Award-Winning Brangus Breeder's Formula For Success
Farmer's Weekly|January 18, 2019

Christopher Sparks can be counted as one of the top cattle stud producers in South Africa after having claimed two prestigious national titles last year. Sabrina Dean visited him at his Mount Olive Brangus Stud in the Free State to find out what it is he is doing right.

Sabrina Dean
Award-Winning Brangus Breeder's Formula For Success

The bakkie bounces along through the sourveld grazing camp. The prevalent red grass, Themeda triandra, looks lush and healthy, thanks to the mist belt conditions on the farmland surrounding the tiny village of Swinburne in the Free State.

Ahead is a cow with her young calf. Stockman Bongaan Ncama jumps off the bakkie and quickly gets hold of the calf, only a few hours old but already strong and lively.

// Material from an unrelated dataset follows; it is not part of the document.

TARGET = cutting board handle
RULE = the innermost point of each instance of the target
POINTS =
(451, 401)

This ritual takes place at the birth of every calf on the farm. The colour is recorded and the animal is sexed, tagged and weighed. Within hours of its birth, breeder Christopher Sparks will have laid hands and eyes on the latest addition to his award-winning Brangus stud herd. Sparks, one of the top Brangus breeders in South Africa, won two awards in 2018: the Agricultural Research Council’s (ARC) Beef Improvement Herd of the Year, and the Breedplan Stud Producer of the Year.

BUYING BACK THE FAMILY FARM

Sparks grew up riding and hunting on the rolling hills surrounding Swinburne. His family owned most of this farmland, as well as the village itself, until his grandmother sold it off following her husband’s death. In the late 1990s, Sparks bought back his first plot of this land, a 1,8ha smallholding called Mount Olive Stables, where he kept his beloved Arabian horses.

Over the years he gradually acquired additional pieces of the farmland, and today has reclaimed much of the farm that once belonged to his family. An architect by trade, he runs his firm from an office he has established in the town.

His cattle component consists of the Mount Olive Brangus Stud and a Nguni conservation breeding and weaner production operation utilising stud-quality cows. In addition, he has his Mount Olive Arabian Stud and has recently purchased a herd of Xhosa Lob Ear indigenous veld goats.